The GST Council has become synonymous with cooperative federalism. The Council has members from at least 11 political combinations with one led by the BJP and others led by opposition parties such as the Congress, JTMC, JD(U)-RJD, TRS, and AAP. All these combinations have a lot of ideological differences and fight each other on various issues. However, at the Council meeting, a non-BJP State often supports a plea by an opposition-ruled State. 

This happened during the 51st GST Council meeting, on August 2, 2023, when Goa (BJP ruled) and Sikkim (BJP is a part of ruling alliance) called for a review of 28 per cent on the entire face value as against Gross Gaming Revenue (GGR or service fee charged) in the case of casinos as this will hurt their interests considering they are small States. Andhra Pradesh (YSRCP ruled) pitched in, saying there should be a “large heart” and the valuation base should be considered. This led to the agreement that a new rate mechanism will be reviewed six months after implementation. 

This is just one example of consensus building in the Council. Barring one, the nearly 1,200 decisions taken so far at 52 meetings (the first held over September 22-23, 2016, and the 52st on October 7, 2023) by the Council has been by consensus. Only the GST on lottery was decided on voting. 

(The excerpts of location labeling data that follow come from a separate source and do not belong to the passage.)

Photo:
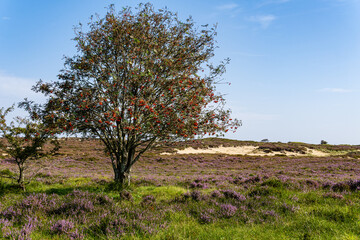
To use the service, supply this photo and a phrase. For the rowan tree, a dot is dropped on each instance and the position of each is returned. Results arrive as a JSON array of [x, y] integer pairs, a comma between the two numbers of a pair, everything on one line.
[[139, 77], [23, 140]]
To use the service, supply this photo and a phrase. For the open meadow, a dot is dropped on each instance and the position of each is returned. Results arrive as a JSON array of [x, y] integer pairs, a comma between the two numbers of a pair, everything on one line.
[[281, 191]]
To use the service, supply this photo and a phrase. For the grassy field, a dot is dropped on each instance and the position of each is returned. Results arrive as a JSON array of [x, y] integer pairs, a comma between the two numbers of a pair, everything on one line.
[[207, 196]]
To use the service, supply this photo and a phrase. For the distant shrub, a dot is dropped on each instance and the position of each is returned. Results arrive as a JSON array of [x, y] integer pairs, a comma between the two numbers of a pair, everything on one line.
[[148, 200], [196, 195], [333, 195], [216, 194]]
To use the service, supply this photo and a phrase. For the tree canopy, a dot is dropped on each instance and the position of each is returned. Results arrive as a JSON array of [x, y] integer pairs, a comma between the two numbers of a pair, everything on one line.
[[138, 77]]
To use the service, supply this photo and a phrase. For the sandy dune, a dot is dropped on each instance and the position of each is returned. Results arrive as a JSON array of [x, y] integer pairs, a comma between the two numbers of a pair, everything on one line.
[[245, 150]]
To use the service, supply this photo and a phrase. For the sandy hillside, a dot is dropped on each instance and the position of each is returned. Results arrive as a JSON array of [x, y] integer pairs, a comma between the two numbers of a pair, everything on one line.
[[246, 150]]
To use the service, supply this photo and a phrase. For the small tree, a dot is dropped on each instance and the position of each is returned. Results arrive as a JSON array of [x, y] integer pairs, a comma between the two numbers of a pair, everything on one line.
[[137, 79], [23, 140]]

This is not to say the decisions have been unanimous. However, the Council has worked its way out of the differences by referring the matter to the Group of States’ Finance Ministers (GoFMs) to arrive at a mutually acceptable decision. The Council has always abided by GoFMs’ recommendations. A case in point is the cess to provide relief to the sugar industry, a politically sensitive issue likely to benefit many States. But the GoFM’s opinion was that the time was not the right time for such a move, and the Council agreed. As former Revenue Secretary Ajay Bhushan Pandey says, “…they rise above varied interests and collectively take decisions keeping in mind what is good for the country and what is good for the State, and how the balance can be maintained.” 

What lies ahead 

There are three major challenges: Curbing fraudulent use of invoices through fake identities and other means, rate rationalisation, and States’ response in the wake of 2022 Supreme Court observations. The magnitude of the first challenge can be gauged in the answers given by the Finance Ministry in the Lok Sabha recently. It said that the Central GST Administration had detected over 5,000 cases of fake GST registration by misusing PAN/Aadhaar details of other people to claim ITC during July 1, 2017 to June 30, 2023. It involved evasion of over ₹27,000 crore. A total of 331 arrests have been made.

Further, as a result of a special drive by the Centre and States against fake registration, started on May 16, a total of 9,369 entities were identified. The drive detected evasion of ₹10,902 crore. However, the recovery totalled just ₹45 crore, with seven persons arrested, 

The next big challenge for the Council is lowering the number of GST rates, popularly known as rate rationalisation. As on date, there are four primary rates (5, 12, 18 and 28 per cent) and four secondary rates (0, 0.25, 1.5 and 3 per cent). There is also an issue of Inverted Duty Structure or IDS (higher duty on inputs and lower levy on output). A GoFM was constituted, but barring a few recommendations on IDS, it is yet to give a final report as it is waiting for a new convenor.